Pusaran angin meluncur ke arah kepala makhluk itu. Dan bersamaan, Yanzhi menjejak batu, melesat dari sisi kiri, api menyala terang di kedua telapak tangannya.
"Fanghuo Shiran!" (Api Taring Menyambar)
Ledakan api mengoyak kabut, menghantam tepat di bawah leher makhluk itu. Suara dentuman keras menggema, disusul erangan panjang sebelum makhluk itu jatuh menghantam tanah, tubuhnya hancur dan mulai berubah menjadi abu hitam.
Hening sejenak.
Yanzhi berdiri terengah. Han Ye menurunkan tangannya perlahan.
"Lumayan," gumamnya. "Kau tidak terlalu beban, ternyata."
"Kau juga tidak terlalu menyebalkan kalau diam," sahut Yanzhi setengah senyum.
"Dan untuk pertama kalinya… kalian tak membuatku ingin mengutuk seluruh umat manusia," bisik roh itu dingin.
Yanzhi menahan senyum.
Tapi jauh di lubuk hatinya, ia tahu... itu pujian.
......................
Di atas tanah yang kini hanya menyisakan kabut tipis, Yanzhi menatap kepalan tangannya yang masih bergetar, terasa hangat oleh sisa nyala api.
Han Ye sudah berjalan menjauh, meninggalkan jejak angin dingin di belakangnya.

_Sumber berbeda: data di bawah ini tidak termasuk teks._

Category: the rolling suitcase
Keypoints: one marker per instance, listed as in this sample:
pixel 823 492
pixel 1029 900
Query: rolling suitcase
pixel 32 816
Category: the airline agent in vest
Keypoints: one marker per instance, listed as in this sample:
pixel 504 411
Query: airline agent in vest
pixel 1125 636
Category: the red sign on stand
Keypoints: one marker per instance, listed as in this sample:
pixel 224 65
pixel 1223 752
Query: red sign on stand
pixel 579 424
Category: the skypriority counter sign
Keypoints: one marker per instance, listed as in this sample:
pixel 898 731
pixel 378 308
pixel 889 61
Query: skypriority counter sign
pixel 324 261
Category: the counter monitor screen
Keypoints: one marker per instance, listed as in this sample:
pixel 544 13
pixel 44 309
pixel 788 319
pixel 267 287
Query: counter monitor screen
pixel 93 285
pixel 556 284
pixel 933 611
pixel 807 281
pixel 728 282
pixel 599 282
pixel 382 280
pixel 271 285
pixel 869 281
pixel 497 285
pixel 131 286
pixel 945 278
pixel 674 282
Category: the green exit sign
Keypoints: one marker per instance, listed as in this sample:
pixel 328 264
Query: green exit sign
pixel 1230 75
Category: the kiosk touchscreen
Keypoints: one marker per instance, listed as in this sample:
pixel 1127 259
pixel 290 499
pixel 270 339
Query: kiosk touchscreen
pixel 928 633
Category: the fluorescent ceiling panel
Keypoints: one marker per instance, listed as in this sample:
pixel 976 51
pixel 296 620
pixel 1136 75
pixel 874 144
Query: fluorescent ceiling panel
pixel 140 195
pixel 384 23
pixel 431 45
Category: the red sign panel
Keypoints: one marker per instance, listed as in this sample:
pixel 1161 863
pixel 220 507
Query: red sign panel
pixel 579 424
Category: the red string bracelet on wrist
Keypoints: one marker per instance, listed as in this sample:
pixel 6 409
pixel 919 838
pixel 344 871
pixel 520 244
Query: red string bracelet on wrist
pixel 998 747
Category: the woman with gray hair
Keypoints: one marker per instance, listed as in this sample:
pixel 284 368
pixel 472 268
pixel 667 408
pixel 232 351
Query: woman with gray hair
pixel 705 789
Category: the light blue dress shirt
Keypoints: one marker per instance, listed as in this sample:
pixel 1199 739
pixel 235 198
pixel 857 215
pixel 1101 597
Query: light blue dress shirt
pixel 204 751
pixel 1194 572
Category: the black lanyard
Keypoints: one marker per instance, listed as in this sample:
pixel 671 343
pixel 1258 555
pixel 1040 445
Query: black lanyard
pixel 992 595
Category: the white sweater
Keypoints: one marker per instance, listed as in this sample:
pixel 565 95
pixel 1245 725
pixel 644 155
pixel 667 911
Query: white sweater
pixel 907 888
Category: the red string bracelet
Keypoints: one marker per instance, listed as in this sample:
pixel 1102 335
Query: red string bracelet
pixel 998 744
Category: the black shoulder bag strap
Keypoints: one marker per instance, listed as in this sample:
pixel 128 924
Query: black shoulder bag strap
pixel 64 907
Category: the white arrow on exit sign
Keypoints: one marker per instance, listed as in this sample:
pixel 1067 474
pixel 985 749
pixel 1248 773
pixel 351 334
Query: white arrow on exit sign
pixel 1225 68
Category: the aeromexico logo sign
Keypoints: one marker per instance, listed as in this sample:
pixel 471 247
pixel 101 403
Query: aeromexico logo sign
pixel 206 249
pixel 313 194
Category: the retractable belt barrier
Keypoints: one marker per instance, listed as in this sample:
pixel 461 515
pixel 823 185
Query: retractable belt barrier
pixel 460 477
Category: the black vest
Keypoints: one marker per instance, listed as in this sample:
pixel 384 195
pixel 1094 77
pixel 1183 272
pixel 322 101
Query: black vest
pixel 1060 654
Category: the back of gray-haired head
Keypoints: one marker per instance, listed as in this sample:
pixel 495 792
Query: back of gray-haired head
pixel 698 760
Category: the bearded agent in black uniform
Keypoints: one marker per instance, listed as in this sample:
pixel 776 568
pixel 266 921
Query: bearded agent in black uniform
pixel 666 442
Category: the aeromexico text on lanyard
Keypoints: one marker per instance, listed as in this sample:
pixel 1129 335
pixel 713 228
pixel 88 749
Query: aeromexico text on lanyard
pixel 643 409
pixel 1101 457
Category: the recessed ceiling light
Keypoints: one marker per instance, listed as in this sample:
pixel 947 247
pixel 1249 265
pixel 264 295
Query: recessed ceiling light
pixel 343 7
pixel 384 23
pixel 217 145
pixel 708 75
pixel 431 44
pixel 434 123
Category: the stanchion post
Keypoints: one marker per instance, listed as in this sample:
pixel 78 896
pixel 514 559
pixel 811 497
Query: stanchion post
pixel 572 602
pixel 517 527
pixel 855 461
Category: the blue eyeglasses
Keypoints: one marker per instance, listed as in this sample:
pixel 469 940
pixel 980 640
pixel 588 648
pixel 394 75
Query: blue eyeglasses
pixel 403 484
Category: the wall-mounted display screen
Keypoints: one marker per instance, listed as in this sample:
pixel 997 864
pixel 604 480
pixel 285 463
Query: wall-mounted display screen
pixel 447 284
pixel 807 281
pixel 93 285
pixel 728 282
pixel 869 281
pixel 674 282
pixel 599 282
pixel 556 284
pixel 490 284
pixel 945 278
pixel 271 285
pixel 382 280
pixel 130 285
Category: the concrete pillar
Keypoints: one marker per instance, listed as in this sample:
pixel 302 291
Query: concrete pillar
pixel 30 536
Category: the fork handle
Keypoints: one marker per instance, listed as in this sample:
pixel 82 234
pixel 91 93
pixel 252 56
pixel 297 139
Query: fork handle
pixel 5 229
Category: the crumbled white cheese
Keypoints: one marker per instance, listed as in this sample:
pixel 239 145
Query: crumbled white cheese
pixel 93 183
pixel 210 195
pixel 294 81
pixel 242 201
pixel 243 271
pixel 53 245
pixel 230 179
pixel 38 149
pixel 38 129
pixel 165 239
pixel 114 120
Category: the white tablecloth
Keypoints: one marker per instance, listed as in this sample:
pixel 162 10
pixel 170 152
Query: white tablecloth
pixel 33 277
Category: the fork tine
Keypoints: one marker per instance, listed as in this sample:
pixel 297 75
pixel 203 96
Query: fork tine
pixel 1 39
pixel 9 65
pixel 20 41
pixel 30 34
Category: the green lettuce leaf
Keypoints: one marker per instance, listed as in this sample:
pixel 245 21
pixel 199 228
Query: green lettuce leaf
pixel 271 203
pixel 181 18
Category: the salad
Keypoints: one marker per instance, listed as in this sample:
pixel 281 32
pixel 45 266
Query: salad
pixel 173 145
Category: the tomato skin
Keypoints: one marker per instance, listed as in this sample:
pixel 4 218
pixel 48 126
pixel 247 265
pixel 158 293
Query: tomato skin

"Jangan terlalu bangga," gumam roh di kepalanya, suaranya setengah malas. "Itu hanya penjaga kecil. Di balik kabut, ada segel yang lebih haus darah menunggu."
Yanzhi menarik napas panjang, menahan nyeri di kakinya. Ia menatap Jade Asap Hitam di genggamannya.
Setidaknya… kali ini aku tidak mati.
Suara runtuhan batu masih menggema samar ketika debu tipis jatuh dari langit-langit altar tua. Di bawah kabut yang mulai menipis, retakan di altar batu yang semula hanya celah sempit, kini menganga lebih lebar, cukup untuk dilewati satu orang.
Yanzhi berdiri di tepinya, napasnya masih memburu. Di tangannya, Jade Asap Hitam yang berhasil ia rebut kini terasa hangat, seolah berdenyut pelan. Han Ye berdiri beberapa langkah di sampingnya, tangan terlipat, tatapannya menatap celah itu tanpa banyak bicara.
"Retakan ini…" gumam Yanzhi, menelan ludah. Ada hawa dingin yang menjalar dari bawah sana, bukan dingin biasa, tapi dingin yang membawa bau tanah lembab bercampur besi karat. Sesuatu di dalam sana… menunggu.
Di kepalanya, suara familiar mendesis, lebih tajam dari biasanya.
"Masuk. Di bawah sana, ada serpihan lain. Aku bisa merasakannya."
Yanzhi mengerutkan kening. "Kau yakin? Ini bukan hanya jebakan?"
"Bodoh. Segel lama tidak akan terbuka tanpa alasan. Pecahkan sisanya, dapatkan Jade, dan… lihat apa yang mereka sembunyikan."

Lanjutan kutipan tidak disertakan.